Show Me the (Big) Data!

While I’ve never been involved in the movie business professionally, I’ve had the opportunity to play a few small roles in film.

Image: Business InsiderI appeared as myself in the 2010 documentary film Inside Job, about the financial crisis of 2007-2008. Inside Job premiered at the Cannes Film Festival four years ago, and it won an Academy Award for Best Documentary that same year. I had another small cameo role, also playing myself, in Oliver Stone’s film Wall Street 2: Money Never Sleeps.

Since appearing in those films, I’ve attended both the Cannes Film Festival and the Oscars every year. (If you’re a film fan like me, I highly recommend you attend a film festival.) While I enjoy the downtime and the opportunity to socialize, economics is never far from my mind.

Big Data, Economics, and Hollywood

Lately, I’ve spent some time thinking about big data, economics, finance, and the film industry. While I haven’t written formally on the subject, I’d like to share a few of my informal thoughts with you and discuss some of the benefits big data can provide.

It is well known that movies are big business. Last year, new film releases grossed $10 billion at the box office in the United States alone. While that number is substantial, it represents less than one-third of the global international box office gross, which earned an impressive $36 billion last year. A single-hit blockbuster movie can gross upward of $1 billion worldwide.

The film industry sits on the dividing line between art and commerce. Hollywood films have an audience of literally billions, now that films have true global distribution. The films most suitable for global release are also, typically, among the most expensive to produce. When executives at major film studios commit over $100 million to a single project, they want as much insight as possible into that project’s potential for profitability. Increasingly, the movie business is turning to big data to find that edge.

Can Statistics Predict Blockbusters?

A fair amount has already been written about how statistical models and predictive analysis are used to forecast elections. (The blog, run by statistician Nate Silver, is probably the best-known example in the political arena.) Similar tools have been used to predict Oscar wins, based largely on the historical pattern of Academy votes. This year, economist David Rothschild of Microsoft Research accurately predicted Oscar outcomes in 24 categories, while the Columbus, Ohio-based Farsite Group correctly predicted the outcome of all six major Oscars.

But such forecasting of Oscar votes is retrospective: The films have already been produced, and their initial marketing campaigns are largely completed prior to their nomination. Hollywood studios are already using forward-looking statistical analysis to fine-tune the social media campaigns of their films. Online marketing can be populated, virtually in real time, with data driven by the demographic profiles and sentiment analysis collected at test screenings and previews.

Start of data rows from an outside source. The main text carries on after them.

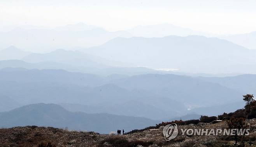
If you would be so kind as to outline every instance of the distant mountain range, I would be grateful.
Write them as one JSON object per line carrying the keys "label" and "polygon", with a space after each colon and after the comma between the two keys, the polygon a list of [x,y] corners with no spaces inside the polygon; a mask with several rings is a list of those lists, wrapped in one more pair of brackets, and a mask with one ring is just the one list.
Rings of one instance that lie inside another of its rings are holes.
{"label": "distant mountain range", "polygon": [[57,48],[96,46],[116,37],[132,36],[125,31],[110,32],[82,23],[53,29],[19,27],[0,32],[0,48],[13,45],[26,51],[46,53]]}
{"label": "distant mountain range", "polygon": [[[244,81],[253,81],[255,77],[254,75],[243,76]],[[193,111],[219,115],[210,111],[215,108],[205,109],[215,107],[222,112],[233,111],[242,107],[243,94],[255,93],[244,88],[251,86],[252,82],[233,86],[232,82],[224,85],[210,81],[212,78],[215,78],[156,74],[102,77],[63,70],[9,68],[0,70],[0,92],[19,106],[61,104],[73,112],[107,113],[155,120]],[[232,106],[223,106],[231,103]]]}
{"label": "distant mountain range", "polygon": [[132,34],[133,37],[146,38],[163,37],[170,35],[183,37],[190,35],[200,35],[207,37],[214,36],[210,33],[193,30],[169,24],[139,26],[126,31]]}
{"label": "distant mountain range", "polygon": [[84,50],[110,60],[189,73],[256,73],[256,50],[225,40],[200,36],[118,38]]}
{"label": "distant mountain range", "polygon": [[142,117],[70,112],[54,104],[40,103],[25,106],[0,113],[0,127],[36,125],[71,130],[94,131],[108,134],[124,129],[126,132],[155,125],[159,121]]}
{"label": "distant mountain range", "polygon": [[256,31],[249,33],[226,35],[218,38],[231,41],[249,49],[256,50]]}
{"label": "distant mountain range", "polygon": [[31,53],[23,51],[14,46],[0,50],[0,60],[21,60]]}

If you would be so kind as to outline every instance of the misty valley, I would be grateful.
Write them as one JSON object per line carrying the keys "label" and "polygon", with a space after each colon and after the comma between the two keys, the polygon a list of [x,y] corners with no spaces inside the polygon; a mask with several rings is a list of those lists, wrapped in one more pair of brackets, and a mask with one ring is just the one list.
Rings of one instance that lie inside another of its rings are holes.
{"label": "misty valley", "polygon": [[256,2],[0,1],[0,147],[256,147]]}

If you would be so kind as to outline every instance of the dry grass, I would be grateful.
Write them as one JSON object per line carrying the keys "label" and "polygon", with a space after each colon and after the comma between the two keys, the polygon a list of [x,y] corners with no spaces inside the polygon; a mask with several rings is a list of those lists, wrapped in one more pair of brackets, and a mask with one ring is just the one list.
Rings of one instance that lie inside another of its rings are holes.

The holy grail of the film industry is the ability to know whether a film will be a hit or a flop before it gets produced. The phrase “Strategically developed content,” which is now beginning to appear in the film world, refers to the digital search for this grail.

The promise of strategic content is that a movie’s themes, script elements, cast, run time, and every other conceivable variable can be used to model whether or not a film will be profitable. Right now, that process is still in its infancy.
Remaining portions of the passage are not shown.